Cross-compilers do not exist (well, not *really*) for Java to C for several reasons. The biggest reason the the way that each language handles memory. I have used both, so I can tell you from experience.
C has two types of in-memory data:
- Pre-defined variables
- Dynamically allocated memory from the "heap".
"Heap" is a large amount of memory that is created when a program in loaded into "active space". In essense, every C program runs in a "virtual machine" created when you run it. C programs often "dynamically allocate" more memory as it needs it. But the original programmer had to be very careful about cleaning up after memory it allocated -- free it when no longer in use. Also, C programs can overwrite its own "non dynamic" variables because C does not have any mechanisms to "stop at defined size".
In short, C is a world of landmines, especially concerning memory.
Java was supposed to fix that.
The JVM is a world that manages its own memory. It has several advantages over C:
- Memory for every variable comes off the "heap"
- Memory for variables that have no more "references to them" are eliminated (called "garbage collection")

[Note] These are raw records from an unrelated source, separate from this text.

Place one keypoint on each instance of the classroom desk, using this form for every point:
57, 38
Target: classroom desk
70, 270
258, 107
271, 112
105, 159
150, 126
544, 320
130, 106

- The sizes of all variables are known all along, so no variables can be ovewritten.
Java was also created to always use the same "low-level code". Whether it runs on Windows, Mac, Linux the "program" can be the same and the JVM handles the translation into the "machine-level" code reauired to run.
C code *MUST* be in the machine-specific code that each specific class of CPU knows. PowerPC is the prime example: PPC apps are compiled for a chipset that no longr is made, so a "virtual machine" (Rosetta) is required to execute it.
There is no good way to bridge that gap between "manually managed memory and machine-specific pre-compiled instructions" and "JVM with commonly-used intermediate language codes".
Sorry.
If you did start to learn to re-write in C, you have a fairly steep leraning curve.